039: Road Trip Epistemology
Suleika Jaouad, Pablo Neruda, sensory overload, getting older, ground truths, and of course, Doodle Dispatches
I picked up Suleika Jaouad’s Between Two Kingdoms: A Memoir of a Life Interrupted as this week’s reading because I thought it was a book about a cross-country road trip.
For once, I had judged a book by its cover, taking the photo of a woman, a dog, and a yellow camper-van as a visual summary of its contents. I was going on a road trip this week, I thought, and so why not write about road trips? I could write about Jack Kerouac and Gary Snyder in Dharma Bums and John Steinbeck and his dog in Travels with Charley, and of childhood summers spent slightly carsick in the back of a Ford Fairmont, watching the alkali deserts of north central Wyoming recede as we wound our way west into the alpine meadows of Yellowstone and Teton National Parks.

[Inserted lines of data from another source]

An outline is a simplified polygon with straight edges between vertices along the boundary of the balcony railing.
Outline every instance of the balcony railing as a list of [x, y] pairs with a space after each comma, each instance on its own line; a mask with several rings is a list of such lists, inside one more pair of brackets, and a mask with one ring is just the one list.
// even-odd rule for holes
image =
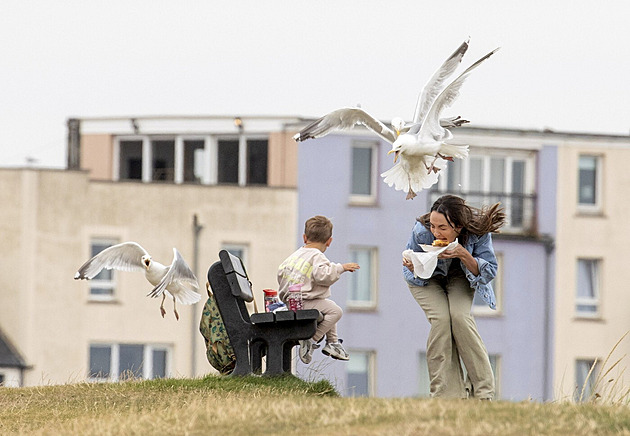
[[507, 218], [502, 233], [535, 235], [536, 234], [536, 195], [498, 192], [447, 192], [431, 190], [429, 208], [435, 200], [445, 194], [462, 197], [474, 207], [490, 206], [501, 203]]

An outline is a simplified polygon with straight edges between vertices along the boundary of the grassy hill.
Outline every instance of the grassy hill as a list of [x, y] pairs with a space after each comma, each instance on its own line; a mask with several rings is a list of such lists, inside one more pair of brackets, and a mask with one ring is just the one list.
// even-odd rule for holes
[[0, 434], [630, 435], [626, 405], [341, 398], [295, 377], [0, 390]]

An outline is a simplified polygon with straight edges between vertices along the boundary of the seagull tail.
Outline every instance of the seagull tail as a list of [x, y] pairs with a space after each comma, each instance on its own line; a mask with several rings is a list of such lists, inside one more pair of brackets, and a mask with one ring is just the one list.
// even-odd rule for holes
[[190, 288], [180, 287], [179, 292], [173, 295], [179, 304], [195, 304], [201, 300], [201, 294]]
[[468, 146], [442, 143], [442, 145], [440, 146], [440, 154], [449, 157], [456, 157], [458, 159], [464, 159], [468, 157]]
[[414, 192], [419, 192], [437, 183], [438, 174], [439, 173], [433, 171], [428, 174], [428, 172], [423, 169], [409, 175], [399, 162], [381, 174], [381, 177], [383, 177], [383, 181], [387, 183], [388, 186], [393, 186], [397, 191], [409, 192], [409, 189], [411, 189]]
[[396, 191], [409, 190], [409, 177], [400, 162], [381, 174], [381, 177], [388, 186], [393, 186]]

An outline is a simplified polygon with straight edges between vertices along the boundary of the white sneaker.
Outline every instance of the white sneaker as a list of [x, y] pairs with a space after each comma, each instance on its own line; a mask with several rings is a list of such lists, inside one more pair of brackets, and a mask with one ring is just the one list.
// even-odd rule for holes
[[299, 341], [300, 343], [300, 360], [305, 364], [311, 363], [311, 359], [313, 358], [313, 350], [319, 348], [319, 344], [313, 342], [312, 339], [303, 339]]
[[332, 357], [333, 359], [350, 360], [350, 356], [348, 356], [348, 353], [346, 353], [346, 350], [343, 349], [340, 342], [327, 343], [326, 346], [322, 348], [322, 353], [326, 356]]

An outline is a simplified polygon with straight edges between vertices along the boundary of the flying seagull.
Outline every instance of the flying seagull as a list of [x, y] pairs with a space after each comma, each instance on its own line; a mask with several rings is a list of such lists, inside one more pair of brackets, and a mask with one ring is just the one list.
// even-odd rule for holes
[[173, 299], [173, 312], [178, 320], [176, 303], [195, 304], [201, 299], [201, 295], [195, 291], [199, 288], [197, 277], [176, 248], [173, 248], [173, 261], [170, 266], [165, 266], [154, 261], [151, 255], [136, 242], [113, 245], [85, 262], [75, 274], [74, 279], [90, 280], [103, 268], [144, 271], [144, 276], [154, 286], [147, 296], [153, 298], [162, 296], [160, 305], [162, 318], [166, 314], [164, 310], [166, 296]]
[[[468, 123], [468, 121], [461, 119], [461, 117], [453, 117], [443, 118], [440, 120], [440, 123], [443, 127], [459, 127], [464, 123]], [[406, 124], [402, 118], [395, 117], [391, 121], [393, 129], [390, 129], [359, 107], [344, 107], [316, 119], [296, 133], [293, 139], [301, 142], [307, 139], [321, 138], [332, 131], [351, 129], [356, 125], [367, 127], [390, 144], [393, 144], [398, 135], [407, 132], [412, 126], [411, 124]]]
[[[395, 165], [381, 176], [389, 186], [407, 191], [407, 200], [416, 196], [414, 191], [437, 182], [437, 172], [444, 160], [468, 156], [467, 145], [446, 143], [453, 134], [441, 125], [439, 116], [459, 96], [459, 90], [472, 70], [499, 49], [483, 56], [443, 88], [445, 80], [453, 74], [467, 49], [468, 41], [465, 41], [431, 77], [418, 99], [413, 124], [396, 138], [389, 151], [395, 153]], [[396, 163], [398, 158], [400, 162]]]

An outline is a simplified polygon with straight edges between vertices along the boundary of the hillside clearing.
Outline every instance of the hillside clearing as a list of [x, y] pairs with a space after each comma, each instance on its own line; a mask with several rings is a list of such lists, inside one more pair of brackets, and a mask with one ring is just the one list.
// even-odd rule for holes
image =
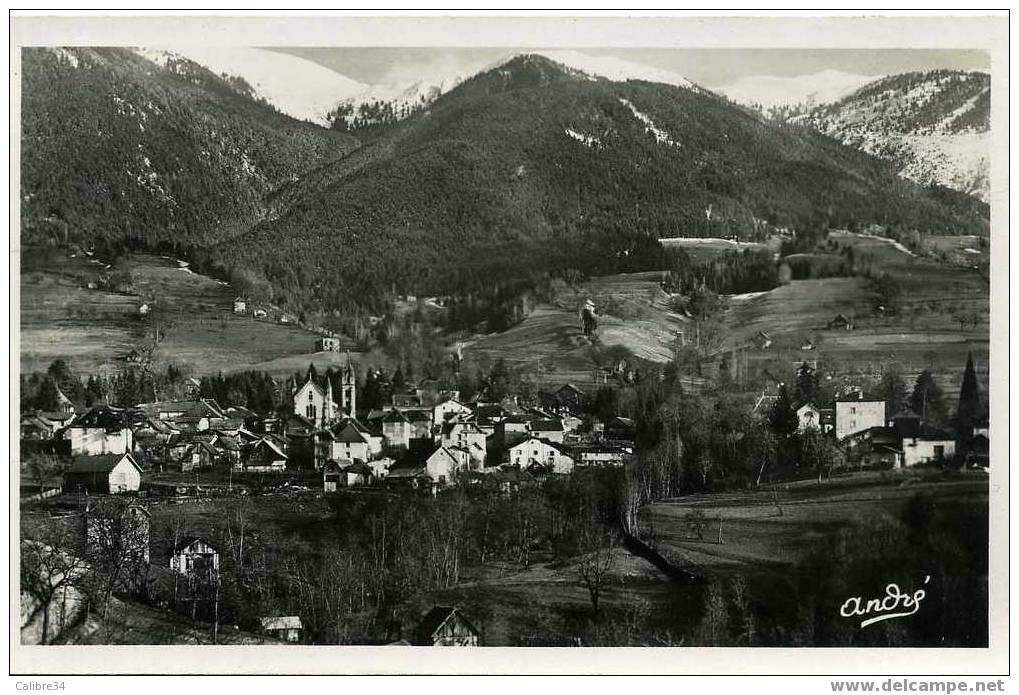
[[[49, 252], [44, 260], [26, 254], [23, 263], [23, 373], [45, 370], [57, 358], [82, 374], [119, 371], [155, 326], [161, 334], [155, 366], [175, 364], [198, 375], [256, 368], [290, 356], [300, 356], [306, 369], [314, 349], [315, 333], [233, 313], [228, 285], [175, 259], [134, 254], [118, 261], [116, 269], [130, 275], [130, 294], [88, 289], [87, 283], [105, 270], [92, 259]], [[142, 304], [150, 307], [147, 316], [139, 313]], [[336, 354], [315, 361], [339, 358]], [[292, 371], [289, 363], [280, 369], [284, 366]]]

But no. Suleika Jaouad’s book isn’t that kind of road trip book—it’s bigger than that. It’s a book about survival, a memoir of a twenty-something year old who battled cancer for four years and then, barely into remission, took a hundred day road trip to make sense of a life lived “between two kingdoms,” that is to say, between the kingdom of illness and loss and the kingdom of the living.